Dom Ireneu Penna ocupa um lugar singular na história intelectual e educacional brasileira. Engenheiro de formação, professor universitário e monge beneditino, sua trajetória revela uma combinação rara de fé, ciência e compromisso pedagógico. Mais do que um acadêmico brilhante, foi um homem capaz de integrar tradição e inovação, tornando-se referência tanto na Filosofia e na Teologia quanto na renovação do ensino da Matemática no país.
Nascido em 1916, em São José dos Campos, mudou-se ainda jovem para o Rio de Janeiro, onde estudou cultura clássica no Liceu Francês. Aos 21 anos, formou-se em Engenharia Civil pela então Universidade do Rio de Janeiro e obteve licenciatura em Matemática. Sua carreira pública começou cedo: foi secretário de Educação e Cultura do Distrito Federal (à época, Rio de Janeiro) e, em 1939, partiu para Paris para aprofundar seus estudos em Filosofia, justamente no ano em que a Europa mergulhava na Segunda Guerra Mundial.
Em Paris, ampliou sua formação em Matemática, Filosofia, Sociologia e Psicologia. Aproximou-se do pensamento de Jacques Maritain, cuja influência marcou sua leitura de Santo Tomás de Aquino e seu modo de articular fé e razão. Num contexto em que o prestígio intelectual brasileiro gravitava em torno dos bacharéis em Direito, destacou-se como engenheiro e intelectual católico, ligado ao Centro Dom Vital e atento às transformações culturais do século XX.
Em 1941, aos 24 anos, ingressou no Mosteiro de São Bento do Rio de Janeiro, onde encontrou o ambiente ideal para unir vida espiritual e reflexão intelectual. Ordenado sacerdote em 1947, passou a lecionar Matemática e Filosofia no Colégio e na Faculdade de São Bento.
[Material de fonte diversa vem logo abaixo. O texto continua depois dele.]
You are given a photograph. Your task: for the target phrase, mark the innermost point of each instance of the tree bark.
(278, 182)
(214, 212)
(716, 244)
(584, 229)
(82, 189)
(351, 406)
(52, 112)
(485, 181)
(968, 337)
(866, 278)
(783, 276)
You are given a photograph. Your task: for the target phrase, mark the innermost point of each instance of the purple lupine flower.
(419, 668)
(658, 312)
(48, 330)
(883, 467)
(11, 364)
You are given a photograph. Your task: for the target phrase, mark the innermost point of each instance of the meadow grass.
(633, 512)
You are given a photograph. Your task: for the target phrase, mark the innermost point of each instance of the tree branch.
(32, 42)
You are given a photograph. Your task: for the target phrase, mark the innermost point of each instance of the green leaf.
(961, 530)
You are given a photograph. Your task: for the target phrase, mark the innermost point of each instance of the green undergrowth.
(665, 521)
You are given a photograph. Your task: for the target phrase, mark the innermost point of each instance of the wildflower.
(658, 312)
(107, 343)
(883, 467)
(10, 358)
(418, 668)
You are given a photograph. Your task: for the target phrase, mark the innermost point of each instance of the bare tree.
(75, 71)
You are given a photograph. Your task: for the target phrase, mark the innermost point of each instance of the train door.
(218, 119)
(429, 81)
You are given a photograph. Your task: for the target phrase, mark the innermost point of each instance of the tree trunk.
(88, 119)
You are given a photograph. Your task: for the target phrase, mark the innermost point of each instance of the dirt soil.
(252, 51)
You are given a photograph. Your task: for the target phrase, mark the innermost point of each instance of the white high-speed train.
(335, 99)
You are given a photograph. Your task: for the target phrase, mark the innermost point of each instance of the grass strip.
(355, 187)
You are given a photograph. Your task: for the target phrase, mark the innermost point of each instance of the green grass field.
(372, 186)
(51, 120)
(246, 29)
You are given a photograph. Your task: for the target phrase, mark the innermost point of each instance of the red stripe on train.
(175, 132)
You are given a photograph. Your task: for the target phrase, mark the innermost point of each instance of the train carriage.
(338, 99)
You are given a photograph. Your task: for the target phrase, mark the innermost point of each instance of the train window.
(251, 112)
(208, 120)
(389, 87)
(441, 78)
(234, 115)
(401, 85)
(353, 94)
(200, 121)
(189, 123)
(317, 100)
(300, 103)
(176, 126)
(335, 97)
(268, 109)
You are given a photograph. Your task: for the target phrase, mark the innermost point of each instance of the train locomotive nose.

Sua vocação docente consolidou-se ao longo das décadas, marcada pela clareza, pelo rigor conceitual e pela capacidade de integrar saberes distintos sem reduzi-los.
Nos anos 1960, em meio ao Movimento da Matemática Moderna, Dom Ireneu tornou-se um dos principais responsáveis por introduzir no Brasil as propostas inovadoras do belga Georges Papy, que buscavam renovar currículos, métodos e materiais didáticos. Sob sua liderança, o Colégio de São Bento transformou-se em um verdadeiro laboratório pedagógico, com novos livros, materiais concretos e os célebres “Apontamentos de Matemática”, elaborados por ele para uso dos alunos. Essa iniciativa marcou profundamente o ensino da disciplina no país, tornando-o mais dinâmico, estruturado e alinhado às exigências contemporâneas.
Como monge e educador, Dom Ireneu lecionou Matemática na Universidade do Distrito Federal e Filosofia na UFRJ. Sua contribuição, porém, ultrapassou a sala de aula: participou de debates sobre educação, publicou artigos e influenciou a formação de gerações de professores. Sua vida foi marcada pela síntese entre contemplação e ação, entre a tradição beneditina e a inovação pedagógica, entre a fé e a ciência.
Dom Ireneu Penna faleceu em 1991, mas seu legado permanece vivo. O Colégio de São Bento continua sendo referência em excelência acadêmica, em grande parte graças às reformas que ele implementou. Sua memória inspira educadores e intelectuais a reconhecer que o verdadeiro ensino não se limita à transmissão de conteúdos, mas envolve a formação integral do ser humano — uma tarefa que exige tanto profundidade intelectual quanto sensibilidade espiritual.